Garland v. Commonwealth

Dissenting opinion by

Justice STUMBO.

Respectfully, I dissent from the majority’s opinion regarding the failure to give an instruction on Appellant’s extreme emotional disturbance (EED), and also because the jury impermissibly heard evidence that Appellant had taken a polygraph examination. Either of these errors constitutes reversible error.

Although Appellant did not request an instruction on first-degree manslaughter, the trial court has a duty to instruct the jury on the whole law of the case. Lee v. Commonwealth, Ky., 329 S.W.2d 57, 60 (1959). “This general rule requires instructions applicable to every state of case covered by the indictment and deducible from or supported to any extent by the testimony.” Id. This rule holds true regardless of whether Appellant requested a lesser-included instruction. Id. See also Trimble v.

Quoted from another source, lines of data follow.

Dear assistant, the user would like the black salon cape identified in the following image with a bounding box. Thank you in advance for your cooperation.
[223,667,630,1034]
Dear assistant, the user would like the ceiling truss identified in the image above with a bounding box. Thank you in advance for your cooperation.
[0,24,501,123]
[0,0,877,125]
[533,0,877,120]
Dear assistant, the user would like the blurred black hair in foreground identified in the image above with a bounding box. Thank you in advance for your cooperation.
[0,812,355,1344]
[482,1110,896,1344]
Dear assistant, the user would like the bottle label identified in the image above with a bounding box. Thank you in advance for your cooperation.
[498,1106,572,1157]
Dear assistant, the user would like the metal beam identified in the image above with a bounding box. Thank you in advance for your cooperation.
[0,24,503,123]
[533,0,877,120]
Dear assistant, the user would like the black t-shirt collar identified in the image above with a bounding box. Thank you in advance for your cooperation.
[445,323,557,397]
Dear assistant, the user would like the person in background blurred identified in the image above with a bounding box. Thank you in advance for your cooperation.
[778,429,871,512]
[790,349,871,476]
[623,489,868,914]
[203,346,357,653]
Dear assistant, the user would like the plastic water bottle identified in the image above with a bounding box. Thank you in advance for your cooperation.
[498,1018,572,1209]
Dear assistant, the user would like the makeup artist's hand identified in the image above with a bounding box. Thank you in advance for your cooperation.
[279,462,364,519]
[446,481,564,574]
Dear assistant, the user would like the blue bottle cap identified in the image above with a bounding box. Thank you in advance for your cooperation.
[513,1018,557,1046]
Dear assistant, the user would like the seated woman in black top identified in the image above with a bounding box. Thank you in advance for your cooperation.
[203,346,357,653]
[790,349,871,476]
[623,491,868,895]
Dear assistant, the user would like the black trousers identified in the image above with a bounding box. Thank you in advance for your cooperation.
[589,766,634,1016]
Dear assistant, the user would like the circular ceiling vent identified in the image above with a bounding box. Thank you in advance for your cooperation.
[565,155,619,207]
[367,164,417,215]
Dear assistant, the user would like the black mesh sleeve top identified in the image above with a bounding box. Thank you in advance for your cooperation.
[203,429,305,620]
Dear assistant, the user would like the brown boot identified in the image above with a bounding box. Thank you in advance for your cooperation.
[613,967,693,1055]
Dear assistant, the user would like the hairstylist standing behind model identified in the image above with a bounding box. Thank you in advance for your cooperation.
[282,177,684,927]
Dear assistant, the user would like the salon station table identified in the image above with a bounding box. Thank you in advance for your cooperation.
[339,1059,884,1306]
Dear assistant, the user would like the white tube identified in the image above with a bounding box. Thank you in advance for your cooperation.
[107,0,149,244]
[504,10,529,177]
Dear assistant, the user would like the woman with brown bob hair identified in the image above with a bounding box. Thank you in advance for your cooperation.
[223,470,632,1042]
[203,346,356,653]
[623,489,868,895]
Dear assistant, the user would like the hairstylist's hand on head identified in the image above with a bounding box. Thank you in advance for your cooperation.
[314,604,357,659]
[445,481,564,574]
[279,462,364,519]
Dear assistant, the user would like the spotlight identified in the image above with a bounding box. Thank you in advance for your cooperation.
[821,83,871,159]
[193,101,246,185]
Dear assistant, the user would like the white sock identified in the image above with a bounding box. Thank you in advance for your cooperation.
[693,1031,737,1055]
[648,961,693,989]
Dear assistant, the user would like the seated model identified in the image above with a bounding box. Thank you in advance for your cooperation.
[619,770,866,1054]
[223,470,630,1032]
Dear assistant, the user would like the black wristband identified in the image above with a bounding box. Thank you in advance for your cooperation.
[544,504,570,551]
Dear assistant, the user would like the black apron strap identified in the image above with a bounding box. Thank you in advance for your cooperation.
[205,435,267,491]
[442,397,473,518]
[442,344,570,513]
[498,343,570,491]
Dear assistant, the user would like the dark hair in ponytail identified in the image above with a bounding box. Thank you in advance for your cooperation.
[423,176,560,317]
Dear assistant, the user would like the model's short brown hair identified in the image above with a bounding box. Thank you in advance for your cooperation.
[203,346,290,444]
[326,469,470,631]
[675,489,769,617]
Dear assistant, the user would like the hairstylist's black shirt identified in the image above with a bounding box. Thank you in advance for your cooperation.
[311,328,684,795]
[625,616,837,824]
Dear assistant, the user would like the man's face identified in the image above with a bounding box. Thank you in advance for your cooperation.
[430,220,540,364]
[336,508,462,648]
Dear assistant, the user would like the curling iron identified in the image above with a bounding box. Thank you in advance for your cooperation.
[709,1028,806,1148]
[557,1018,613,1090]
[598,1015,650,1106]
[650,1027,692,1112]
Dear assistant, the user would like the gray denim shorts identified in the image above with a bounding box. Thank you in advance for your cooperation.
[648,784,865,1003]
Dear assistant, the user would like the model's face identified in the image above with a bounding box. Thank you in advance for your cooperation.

Commonwealth, Ky., 447 S.W.2d 348, 350 (1969) (stating that *554“[w]hen the prosecution adduces evidence warranting an inference of a finding of a lesser degree of the charged offense, the court should instruct on the lesser degree even though the defendant presents the defense of alibi.”)

There was ample evidence in this case to suggest that Appellant was suffering from EED prior to the incident. There was testimony that one of the victims had broken up with Appellant and that she was carrying another man’s child. There had been repeated incidents where Appellant fired a gun outside the victim’s trailer after she had broken up with him. Also, the evidence suggested that upon entering the victim’s trailer, the two began to fight, but that Appellant did not start shooting until a partially clad man emerged from the bedroom. It was possible that Appellant did not know whom the man was with in the bedroom.

The majority dismisses these possible scenarios as not meeting the standard for an EED instruction because Appellant’s behavior was not continuous, and because a partially clad man emerging from the bedroom was not a viable triggering event because the man was with the other victim and not Appellant’s ex girlfriend.

We have held that the onset of EED “ ‘may be more gradual than the “flash point” normally associated with sudden “heat of passion”, so long as the condition is “a temporary disturbance of the emotions” as opposed to mental derangement per se.’ ” Springer v. Commonwealth, Ky., 998 S.W.2d 439, 452 (1999) (quoting McClellan v. Commonwealth, Ky., 715 S.W.2d 464, 468 (1986)). In Springer, we specifically stated, “[t]he fact that the triggering event may have festered for a time in [the appellant’s] mind before the explosive event occurred does not preclude a finding that she killed her husband while under the influence of [EED].” 998 S.W.2d at 452.

Likewise, the facts of this case did not preclude a finding of EED. Appellant was entitled to have the jury weigh the evidence and make that decision.

Secondly, I must disagree with the majority’s holding that the references made to Appellant having taken a polygraph exam were not grounds for reversal. It has long been held that the “mere mention of the taking of a polygraph examination without disclosure of the result” is error. Morgan v. Commonwealth, Ky., 809 S.W.2d 704, 706 (1991); Ice v. Commonwealth, Ky., 667 S.W.2d 671 (1984); Perry v. Commonwealth, Ky., 652 S.W.2d 655 (1983). This Court reversed a conviction for murder in Morgan, supra, simply because it was disclosed to the jury that an interrogation of the defendant took place in a room that contained a polygraph instrument. The majority cites to no áuthority that says the result is different if the defense’s own witnesses made the reference to the polygraph. The outcome is the same. The jury could have inferred that since the results of the polygraph were not admitted, Appellant must have failed it. This was prejudicial error requiring reversal for a new trial.